The launch drew condemnation from United States and countries in the region, as well as an unusual admission of failure from Pyongyang, which had invited in journalists and space experts from around the world for the occasion.
The U.N. Security Council is expected to meet Friday to discuss the launch, which North Korea insists was intended to put an observation satellite in orbit. The United States, South Korea and Japan say the operation is a cover for a ballistic missile test.
In a break from previous practice, the North Korean state media announced that the rocket had not managed to put the satellite into orbit.

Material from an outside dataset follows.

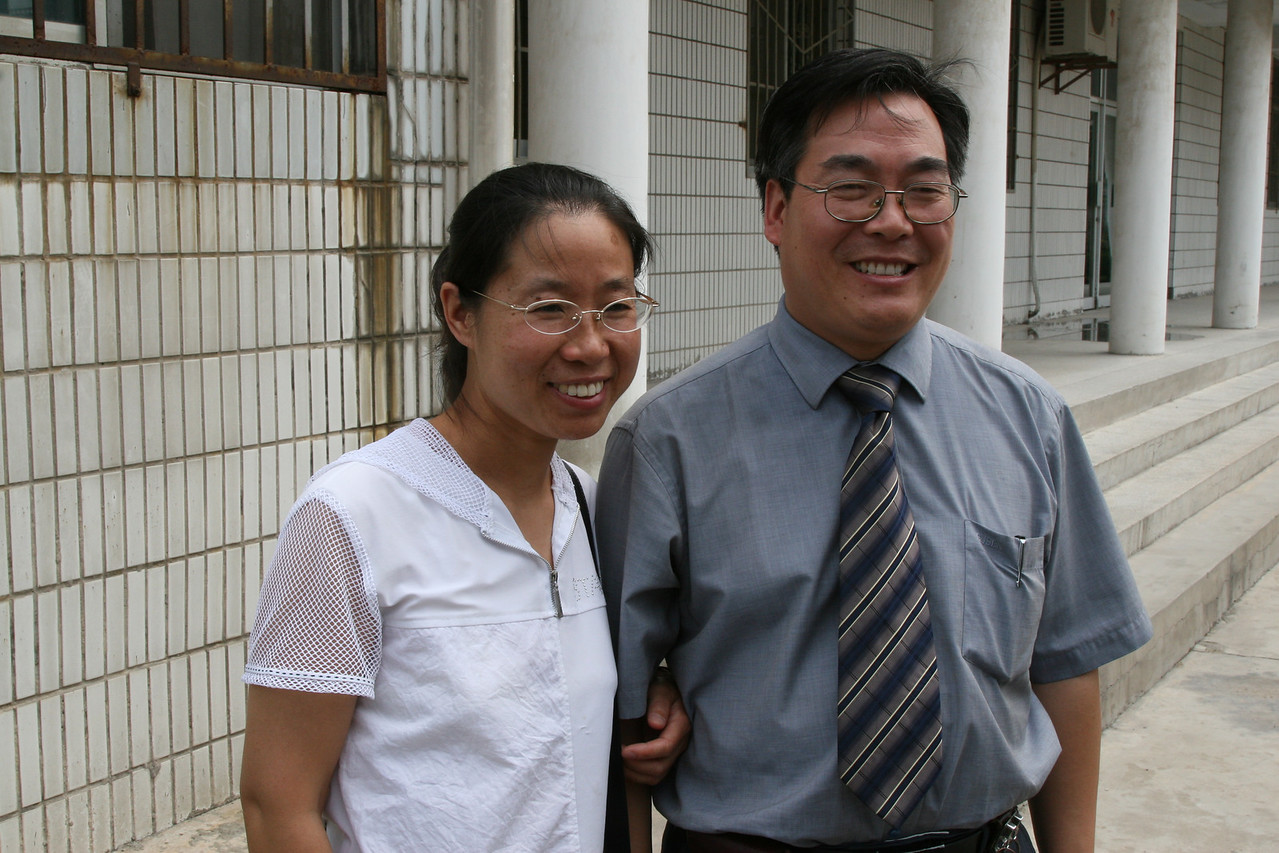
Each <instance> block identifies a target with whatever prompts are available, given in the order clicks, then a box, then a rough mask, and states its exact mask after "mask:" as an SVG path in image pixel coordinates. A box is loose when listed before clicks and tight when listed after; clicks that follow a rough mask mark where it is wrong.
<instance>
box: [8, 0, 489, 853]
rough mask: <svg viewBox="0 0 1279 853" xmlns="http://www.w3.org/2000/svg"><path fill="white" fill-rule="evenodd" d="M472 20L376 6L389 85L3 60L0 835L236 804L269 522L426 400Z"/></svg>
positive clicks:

In the past, North Korea has insisted that failed launches have been successful.
"Scientists, technicians and experts are now looking into the cause of the failure," the official Korean Central News Agency said in a report, which was also read out in a news broadcast on state-run television.
The flunked launch is an inauspicious development for the insular North Korean regime and its young leader, Kim Jong Un, just two days before the 100th anniversary of the birth of the communist state's founder, a landmark occasion.
Earlier this week, state media had heralded the launch as "an inspiring deed and an event of historic significance of the nation as it demonstrates the leaping development of space science and technology of the country."
Joseph Cirincione, president of the global security foundation The Ploughshares Fund, said that the launch's apparent failure "shows the weakness of the North Korea missile program."
"It's a humiliation," he said. "I wouldn't want to be a North Korean rocket scientist today."
The rocket's short, fruitless flight soothed some concerns among North Korea's neighbors, which had feared parts of the projectile could threaten their territory. But the failure also raised questions about Pyongyang's next move.
"It flew about a minute, and it flew into the ocean," said Noriyuki Shikata, a spokesman for Japanese Prime Minister Yoshihiko Noda. He added that Japanese authorities, which had deployed missile defenses, "have not identified any negative impacts, so far."
South Korea, which has criticized the launch as a "grave provocation," said it was searching the waters near where the rocket fell for debris -- a chance to gain insights into the North's technology.
Governments insisted that Pyongyang would still face consequences for flaunting U.N. resolutions.
The White House press secretary, in a statement, said that North Korea's failed launch "threatens regional security, violates international law and contravenes its own recent commitments."
The statement added, "North Korea is only further isolating itself by engaging in provocative acts."
Shikata, the Japanese prime minister's spokesman, said the international ramifications could be significant. "This is something that we think is a regrettable development," he said.
"Our government strongly criticizes their action," said South Korean Minister of Foreign Affairs Kim Sung-hwan. "They have ignored the starvation of their people and spent money on missiles. It is very unfortunate."
The U.N. Security Council will meet Friday on the launch, two U.N. diplomats and a U.S. official told CNN. The meeting had previously been scheduled, U.S. officials said.
At the United Nations, diplomats had warned that Pyongyang would face further isolation if it went ahead.